As with others before him, once Shelley is infected, the narrator starts referring to him as “it” and a “thing.” Additionally, although Shelley still speaks in sounds that resemble words, the sounds aren’t proper words and resemble animal sounds, in this case a snake’s hiss. All these changes suggest that the parasites alter the identity of the host.
“This fear of abandoning Newt was more profound, if less visceral, than that which he’d experienced back in the cavern: if Newton died, it meant all the terror and frustration and rage they’d both experienced had been for nothing.
If they couldn’t leave together, what had they done any of it for?”
Although horror novels often deal with visceral fears like illness or violence, they also address more “profound” fears like loss of loved ones, isolation, failure, rejection, and being powerless to fix a situation. Max claims that the more profound fears are what adults are usually still scared of, whereas the visceral fears are scarier to children.
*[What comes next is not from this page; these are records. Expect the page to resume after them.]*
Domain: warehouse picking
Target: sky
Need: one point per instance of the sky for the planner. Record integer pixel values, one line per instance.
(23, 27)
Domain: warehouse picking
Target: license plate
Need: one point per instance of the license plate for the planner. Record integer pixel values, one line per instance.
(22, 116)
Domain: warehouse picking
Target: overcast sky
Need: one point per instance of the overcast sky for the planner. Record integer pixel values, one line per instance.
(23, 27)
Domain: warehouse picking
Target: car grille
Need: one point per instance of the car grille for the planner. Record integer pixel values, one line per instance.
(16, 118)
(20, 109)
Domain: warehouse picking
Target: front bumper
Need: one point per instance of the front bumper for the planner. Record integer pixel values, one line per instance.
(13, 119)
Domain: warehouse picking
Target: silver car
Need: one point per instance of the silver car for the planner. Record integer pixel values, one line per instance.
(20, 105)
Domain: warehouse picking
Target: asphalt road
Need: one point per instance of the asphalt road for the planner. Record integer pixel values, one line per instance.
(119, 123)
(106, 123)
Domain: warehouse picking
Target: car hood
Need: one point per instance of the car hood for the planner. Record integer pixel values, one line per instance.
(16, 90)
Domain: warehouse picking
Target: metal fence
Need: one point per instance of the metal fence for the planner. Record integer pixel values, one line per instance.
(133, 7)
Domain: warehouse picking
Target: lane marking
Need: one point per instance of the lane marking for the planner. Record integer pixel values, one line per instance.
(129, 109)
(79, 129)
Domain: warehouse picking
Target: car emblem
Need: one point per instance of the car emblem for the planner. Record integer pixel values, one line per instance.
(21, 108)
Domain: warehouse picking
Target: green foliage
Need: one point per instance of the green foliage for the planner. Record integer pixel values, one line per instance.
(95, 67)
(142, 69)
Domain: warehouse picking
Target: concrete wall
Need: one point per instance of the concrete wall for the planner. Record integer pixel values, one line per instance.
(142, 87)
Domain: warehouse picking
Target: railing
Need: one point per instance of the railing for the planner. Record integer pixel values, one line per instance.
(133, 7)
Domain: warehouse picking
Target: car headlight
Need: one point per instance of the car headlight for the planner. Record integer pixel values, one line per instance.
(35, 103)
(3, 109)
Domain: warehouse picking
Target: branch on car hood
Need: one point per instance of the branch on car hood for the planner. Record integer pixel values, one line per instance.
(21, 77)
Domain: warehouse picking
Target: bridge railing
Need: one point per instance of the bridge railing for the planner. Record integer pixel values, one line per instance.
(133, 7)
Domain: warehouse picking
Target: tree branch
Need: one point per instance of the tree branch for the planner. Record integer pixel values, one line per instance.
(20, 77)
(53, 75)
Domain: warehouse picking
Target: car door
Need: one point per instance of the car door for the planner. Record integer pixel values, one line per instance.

Here, Max comes of age somewhat because he starts to fear the “profound” things more deeply than the visceral things.
“Newton sat at the bow. He was wearing his Scouts sash adorned with the badges he’d earned. He wasn’t sure why he’d put it on—maybe he wanted to show whoever was waiting for them that he was a responsible person. An individual of value.”
Throughout the text, Newt struggles because people are too quick to judge him based on his appearance, and they miss out on everything he has to offer. In what seems to be an attempt to combat this perception, he adorns himself with all his impressive badges. Nonetheless, ironically, the military shoots him on arrival, killing him instantly.
“When he’d told Dr. Harley about wishing for one more day with his old friends, he’d been advised against wishing for things that couldn’t happen. Harley called this negative projection. Max thought Harley was an idiot.
If there was one thing he wanted to tell his lost friends, it was that lots of adults didn’t have a goddamn clue. It was one of the sadder facts he’d had to come to grips with. Adults could be just as stupid as kids. Stupider even, because often they didn’t have to answer to anybody.”
On the island, Max still had the childlike elasticity of mind to believe in the impossible. Afterward, he again wishes for the impossible and is discouraged by his adult therapist. Ironically, although he still wants to believe in the impossible, Max can no longer believe one specific falsehood: that adults are always superior to children and do the right thing.